Re:Digital Stewardship : PDF vs PDF/A by maxume · 2009-10-31 04:44 · Score: 1

Useless is the wrong word. It took 15 lines of python wrapping xpdf for me to get a working system for dumping the transactions out of the last 6 years of my credit card statements.
It's ugly, but it works just fine.

--
Nerd rage is the funniest rage.

NO to Adobe! by SirAstral · 2009-10-31 02:41 · Score: 1

I guess most of you do not realize that Adobe produces SpyWare by default in their own products?

Flash for example has iesnare built into itself. This all allows machine profiling that everyone agrees to when you install their bullshit software!

You can't trust a company that has already done something to make you distrust them.

Re:NO to Adobe! by agnosticnixie · 2009-10-31 08:39 · Score: 1

The Internet doesn't belong to Adobe, moron.

PDF and Flash are massively multiplatform by Ilgaz · 2009-10-31 03:04 · Score: 2, Interesting

Adobe ships Flash/PDF readers/plugins to: Windows, OS X, Symbian (in some form), Linux, *BSD and various, uncountable tiny platforms. iPhone/iPod does not count because of obvious reasons.

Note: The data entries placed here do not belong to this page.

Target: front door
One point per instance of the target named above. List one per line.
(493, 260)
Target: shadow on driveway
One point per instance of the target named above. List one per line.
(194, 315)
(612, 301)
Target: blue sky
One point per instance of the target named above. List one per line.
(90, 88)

Lets see what MS Silverlight ships to: Windows/Intel Mac. Damn thing is so tied to Windows that they couldn't even convert/ship the V2 for PPC Macs or they simply abandoned them. (like we cared!)

MS XPS format and viewer is the answer to PDF which, some people who didn't use Windows have never, ever heard of. It is that Windows centric. Despise all rude attempts by MS (adding XPS printer without etc), it has never, ever took off.

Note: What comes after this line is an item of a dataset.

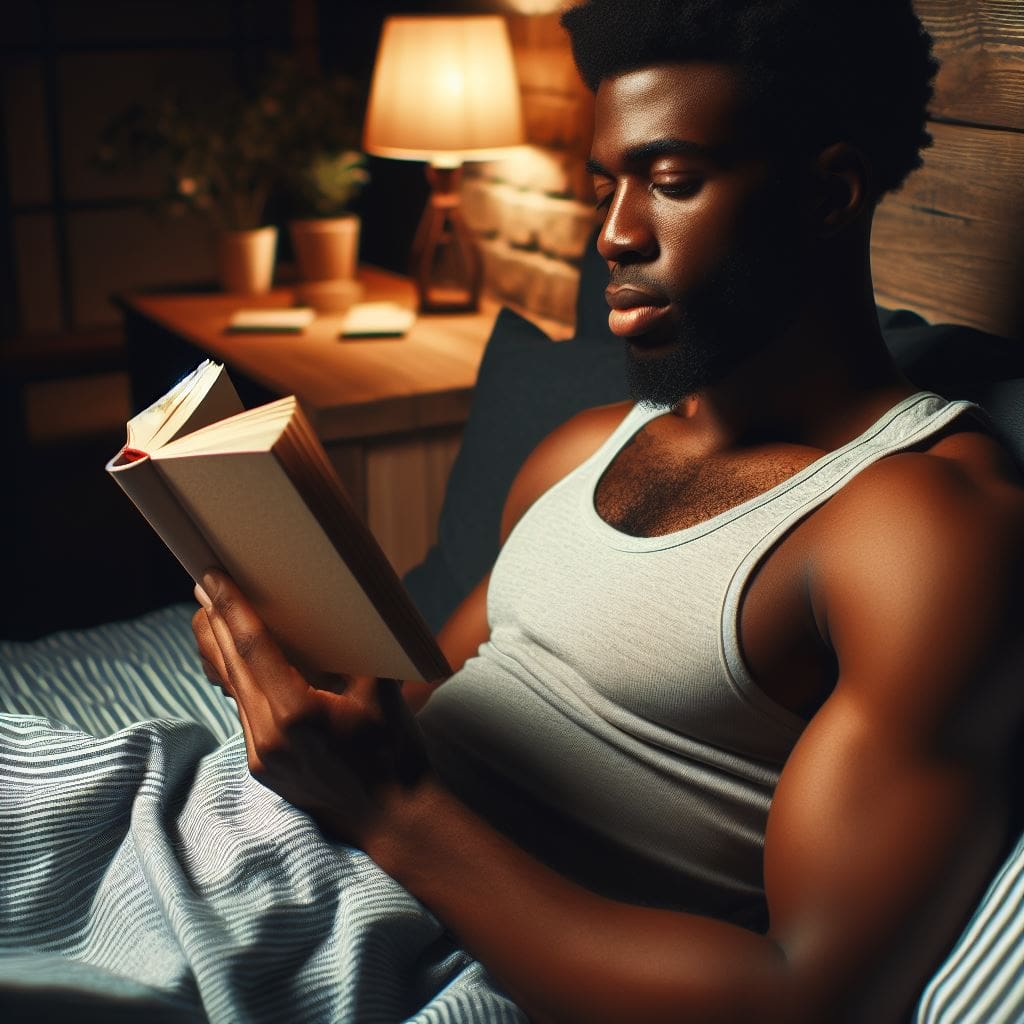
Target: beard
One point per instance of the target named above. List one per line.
(740, 309)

What we need is, something combines ODF and PDF. You can add binary file to PDF document like some layer. ROM LogicWare, less known Office (Papyrus) developer does it right now. The files are both PDF and their own edit format, transparent to PDF readers and NOT a hack.

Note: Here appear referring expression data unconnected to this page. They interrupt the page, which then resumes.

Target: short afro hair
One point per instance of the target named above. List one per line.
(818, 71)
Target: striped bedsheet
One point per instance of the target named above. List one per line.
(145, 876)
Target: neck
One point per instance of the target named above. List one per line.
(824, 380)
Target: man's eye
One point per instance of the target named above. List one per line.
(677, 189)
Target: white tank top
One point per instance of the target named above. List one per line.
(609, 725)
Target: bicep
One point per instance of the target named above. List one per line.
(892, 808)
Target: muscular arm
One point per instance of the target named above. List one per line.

Of course, people will spend time "omg flash, pdf, Adobe is slow" flaming rather than finding a solution to a real problem. Asking government to use Flash is really absurd but the real one to blame here is MS and open source based large companies. If they have no alternative, Adobe will suggest PDF of course. What else they should use? MS XPS?

Re:PDF and Flash are massively multiplatform by tolan-b · 2009-10-31 04:12 · Score: 1

> What we need is, something combines ODF and PDF. You can add binary file to PDF document like some layer.
Already exists:
http://www.oooninja.com/2008/06/pdf-import-hybrid-odf-pdfs-extension-30.html
(scroll down a little)
Re:PDF and Flash are massively multiplatform by koiransuklaa · 2009-11-05 08:39 · Score: 1

Let's see how that works out. My guess is that Moonlight development will always be just behind Silverlight so a lot of content won't work. Currently Moonlight is version 1.99 while Silverlight is at version 3.
Microsofts contributes, sure. It's just that so far that contribution looks just like the same old move they've done so many times.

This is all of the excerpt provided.